We dragged ourselves out of the house at half 9 to avoid the same nightmare of tourists (surely the collective noun) that had plagued our afternoon the day before, and were rewarded with a slightly less crowded exhibit. Although inherently a little disappointing (I complain in full over here), I got to gawp at some objects I’d previously only seen in my books, and also acquired a longship necklace as accessorising is the sole way of expressing academic rigour. We went up to the members’ lounge to revel in the birds’ eye view of what remains one of my fave Norman Foster constructions (and that’s saying something), and discuss funding options for my summer internship over tea and scones. It was unashamedly middle class and I loved it. We then wandered off to Lincoln’s Inn Fields where my mum went and did something at the Royal College of Radiologists’ HQ and I went to look at things floating in jars at the Hunterian Museum. Things floating jars are my favourite sort of things.
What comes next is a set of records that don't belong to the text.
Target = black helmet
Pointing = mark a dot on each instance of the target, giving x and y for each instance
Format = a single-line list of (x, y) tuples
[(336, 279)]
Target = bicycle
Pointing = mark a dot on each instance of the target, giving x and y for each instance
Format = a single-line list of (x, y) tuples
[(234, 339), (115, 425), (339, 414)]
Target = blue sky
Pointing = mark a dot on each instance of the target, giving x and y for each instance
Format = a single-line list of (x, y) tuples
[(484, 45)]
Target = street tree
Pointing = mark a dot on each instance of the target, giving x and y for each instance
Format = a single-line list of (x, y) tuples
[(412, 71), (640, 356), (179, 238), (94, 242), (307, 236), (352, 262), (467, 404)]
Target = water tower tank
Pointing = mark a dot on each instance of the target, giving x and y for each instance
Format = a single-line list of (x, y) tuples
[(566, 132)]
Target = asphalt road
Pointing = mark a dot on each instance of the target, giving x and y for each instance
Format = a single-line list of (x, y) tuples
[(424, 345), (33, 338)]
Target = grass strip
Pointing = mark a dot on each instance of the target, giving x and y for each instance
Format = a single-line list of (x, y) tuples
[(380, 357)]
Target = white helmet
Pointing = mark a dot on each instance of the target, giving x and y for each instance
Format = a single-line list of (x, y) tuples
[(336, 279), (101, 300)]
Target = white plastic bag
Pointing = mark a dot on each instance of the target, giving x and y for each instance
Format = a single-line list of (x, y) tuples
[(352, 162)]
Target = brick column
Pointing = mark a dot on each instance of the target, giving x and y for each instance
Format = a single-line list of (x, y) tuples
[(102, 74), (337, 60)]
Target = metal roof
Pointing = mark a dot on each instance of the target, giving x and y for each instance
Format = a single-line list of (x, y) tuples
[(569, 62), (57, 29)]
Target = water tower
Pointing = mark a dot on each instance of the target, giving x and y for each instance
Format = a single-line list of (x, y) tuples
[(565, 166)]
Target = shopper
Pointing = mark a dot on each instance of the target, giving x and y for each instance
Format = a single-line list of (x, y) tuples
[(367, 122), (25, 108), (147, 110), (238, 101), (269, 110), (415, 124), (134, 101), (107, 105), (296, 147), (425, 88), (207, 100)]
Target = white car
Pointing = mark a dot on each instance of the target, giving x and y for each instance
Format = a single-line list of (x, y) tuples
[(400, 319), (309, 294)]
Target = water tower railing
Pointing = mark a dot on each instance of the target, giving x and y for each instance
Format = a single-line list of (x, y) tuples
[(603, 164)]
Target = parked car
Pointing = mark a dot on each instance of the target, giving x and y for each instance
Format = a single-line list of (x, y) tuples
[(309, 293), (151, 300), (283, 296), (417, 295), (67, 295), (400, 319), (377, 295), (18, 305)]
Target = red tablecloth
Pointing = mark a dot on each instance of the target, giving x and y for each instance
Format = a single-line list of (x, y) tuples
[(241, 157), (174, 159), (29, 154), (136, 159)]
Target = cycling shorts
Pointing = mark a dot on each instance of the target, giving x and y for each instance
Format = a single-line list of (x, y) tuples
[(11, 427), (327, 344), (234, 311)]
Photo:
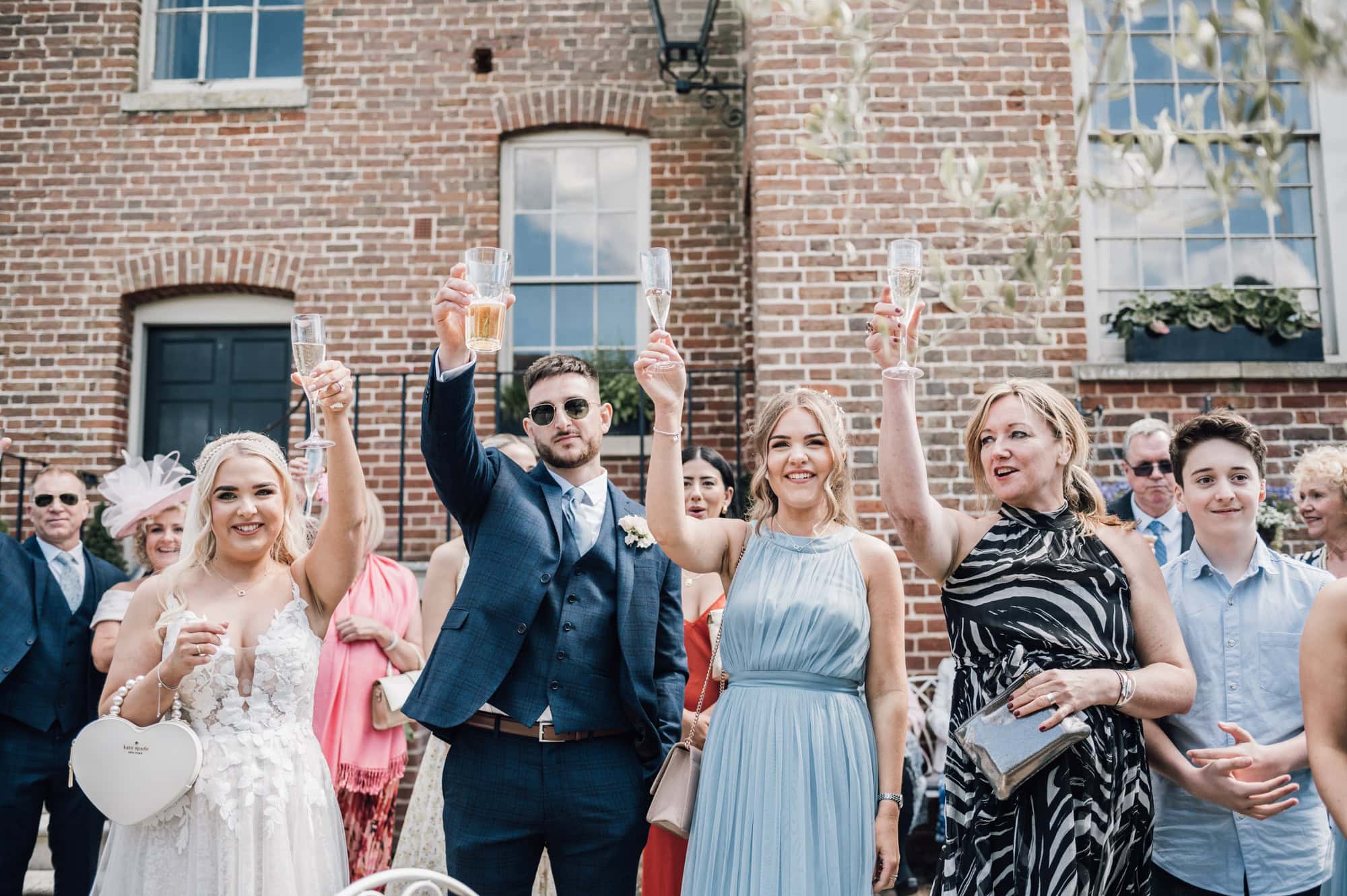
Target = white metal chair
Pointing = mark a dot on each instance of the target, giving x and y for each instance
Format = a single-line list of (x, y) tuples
[(420, 883)]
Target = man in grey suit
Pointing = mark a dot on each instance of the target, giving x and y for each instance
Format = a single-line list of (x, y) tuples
[(1151, 498), (558, 675)]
Having stared at preserved bits and pieces for long enough we indulged ourselves in a wander around quiet Bloomsbury squares and then hit up Les Deux Salons for the second time in 24 hours (we are nothing if not creatures of habit); I had an amazing pea and mint soup and a killer burger and chips. Treating ourselves continued after eating with a viewing from a BOX of Jeeves and Wooster at the Duke of York – although much as I love P.G. Wodehouse and the episode of the cow creamer I was not particularly impressed. It was rather too slap-stick for my liking, and Stephen Mangan’s normally impeccable comedic timing was rather muted by the self-aware script, all the more obvious through a fantastic piece of improvised banter with an audience member halfway through. We did luxuriate in our fancy seating though, and followed it up with a cocktail at Joe’s Southern Bar and Grill. It’s a surprisingy fantastic underground affair off Covent Garden where we were met by a friend briefly in town from Berlin, before it was time to battle solo into Leicester Square again and head towards Caledonian Road for dinner.
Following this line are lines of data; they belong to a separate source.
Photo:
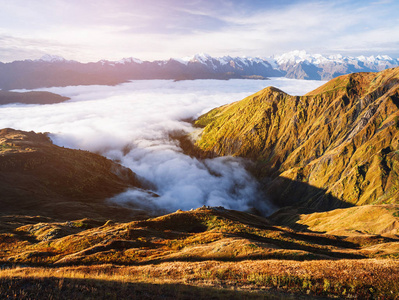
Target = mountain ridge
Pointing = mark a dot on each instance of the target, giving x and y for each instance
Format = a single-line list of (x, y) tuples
[(53, 70), (333, 147)]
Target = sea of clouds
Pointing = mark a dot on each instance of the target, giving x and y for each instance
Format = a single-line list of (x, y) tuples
[(131, 123)]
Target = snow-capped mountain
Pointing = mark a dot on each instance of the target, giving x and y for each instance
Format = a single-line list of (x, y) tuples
[(299, 64), (52, 70)]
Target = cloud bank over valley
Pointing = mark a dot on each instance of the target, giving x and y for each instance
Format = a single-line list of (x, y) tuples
[(132, 122)]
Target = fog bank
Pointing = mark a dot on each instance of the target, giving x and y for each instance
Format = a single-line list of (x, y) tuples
[(131, 123)]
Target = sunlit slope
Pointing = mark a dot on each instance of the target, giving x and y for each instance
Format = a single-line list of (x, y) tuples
[(202, 234), (334, 146), (358, 220)]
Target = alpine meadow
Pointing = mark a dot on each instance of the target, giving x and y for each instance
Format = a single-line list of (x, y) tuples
[(135, 165)]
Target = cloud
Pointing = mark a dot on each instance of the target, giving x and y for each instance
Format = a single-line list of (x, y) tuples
[(131, 123), (160, 29)]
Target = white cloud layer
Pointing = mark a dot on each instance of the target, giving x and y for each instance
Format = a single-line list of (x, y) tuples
[(150, 30), (131, 123)]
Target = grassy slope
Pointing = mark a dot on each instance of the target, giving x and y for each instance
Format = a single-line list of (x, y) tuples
[(342, 139), (207, 247)]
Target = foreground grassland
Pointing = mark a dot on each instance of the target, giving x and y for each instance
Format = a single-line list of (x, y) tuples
[(205, 253)]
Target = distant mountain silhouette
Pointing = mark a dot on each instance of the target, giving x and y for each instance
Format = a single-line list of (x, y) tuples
[(56, 71), (333, 147)]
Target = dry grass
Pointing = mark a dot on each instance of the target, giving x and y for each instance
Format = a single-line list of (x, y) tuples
[(362, 279)]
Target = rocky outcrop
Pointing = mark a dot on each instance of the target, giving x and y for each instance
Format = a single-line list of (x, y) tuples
[(333, 147)]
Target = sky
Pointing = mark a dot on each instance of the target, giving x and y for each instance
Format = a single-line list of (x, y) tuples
[(92, 30)]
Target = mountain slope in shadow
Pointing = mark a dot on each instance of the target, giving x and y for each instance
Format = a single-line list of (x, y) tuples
[(342, 138), (40, 178)]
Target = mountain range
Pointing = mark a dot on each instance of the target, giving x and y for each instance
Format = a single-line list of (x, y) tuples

My friend Rosie lives in a fab little house just off the Cally Road, almost always full of great housemates and loads of food. She cooked us a roast chicken with her trademark sweet potato wedges, and we discussed our travel plans around the US of A this summer and re-visited her stick and poke tattoo from a drunken evening with sk8er bois in Seattle on her gap yah. What a pleasure it is to have interesting friends. We finished off the evening by watching the whole of Beyonce’s new album videography, and then strapping on the house supply of roller skates to attempt her impossible choreography. A rare treat.
A morning spent enjoying my coveted double bed and then meeting some gal pals at a Mexican restaurant in Victoria for fajitas and sangria. A long weekend well spent; when I know I have such a limited time in my home town it really jump-starts me into seeking out everyone who’s around and enforcing my company upon them. It’s nice to live in an amazing city, and it’s nice to have nice friends, and it’s nice to take the time to appreciate all of these things all together.